The Overexpression of S105N Mutant Rad Leads Intracellular Ca2+ Overload Via Up-Regulation of Cardiac Ryanodine Receptor Activity

Background: The ras-related small G-protein Rad was originally identified from skeletal muscle of patients with type 2 diabetes mellitus. We have recently reported that Rad plays a critical role in generating arrhythmias. The study was aimed to elucidate the role of Rad in intracellular calcium homeostasis. Methods and Reslts: We developed the transgenic mice that overexpress S105N mutant Rad driven by α-myosin heavy chain promoter. We mesure intracellular Ca concentration ([Ca²⁺]_I) from isolated cardiomyocytes by confocal microscopy.
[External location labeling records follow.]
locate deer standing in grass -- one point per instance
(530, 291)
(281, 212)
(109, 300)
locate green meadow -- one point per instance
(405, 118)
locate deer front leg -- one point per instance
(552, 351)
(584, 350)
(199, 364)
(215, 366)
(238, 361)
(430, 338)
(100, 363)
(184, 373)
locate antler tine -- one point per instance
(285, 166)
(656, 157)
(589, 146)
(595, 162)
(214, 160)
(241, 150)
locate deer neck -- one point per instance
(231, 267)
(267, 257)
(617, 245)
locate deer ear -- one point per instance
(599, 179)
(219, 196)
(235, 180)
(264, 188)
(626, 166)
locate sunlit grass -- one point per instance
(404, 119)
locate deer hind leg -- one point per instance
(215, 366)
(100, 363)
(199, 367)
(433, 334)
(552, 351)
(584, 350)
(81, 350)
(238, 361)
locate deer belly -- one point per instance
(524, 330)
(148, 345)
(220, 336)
The amplitude of [Ca²⁺]_I transient was significantly increased in S105N-Rad-TG cardiomyocytes, compared with littermate. Furthermore, the Ca²⁺ sparks and the spontaneous Ca²⁺ waves occurred with greater frequency in S105N-Rad-TG cells, implicating the enhanced activity of SERCA. We recorded L-type calcium currents (I_Ca-L) and action potentials (APs) from isolated cardiomyocytes using whole cell patch-clamp technique. The peak I_Ca-L was dramatically larger in the S105N-Rad-TG cells than in littermate. Early afterdepolarization (EAD) and delayed afterdepolarization (DAD) were frequently observed in S105N-Rad-TG. Then, the phosphorylation of RYR2 at Ser²⁸⁰⁹ and PKA was significantly enhanced in S105N-Rad-TG by Western blot. Conclusions: Our results provided the first evidence that Rad might regulate RYR2 activity possibly via downstream of PKA signaling pathway.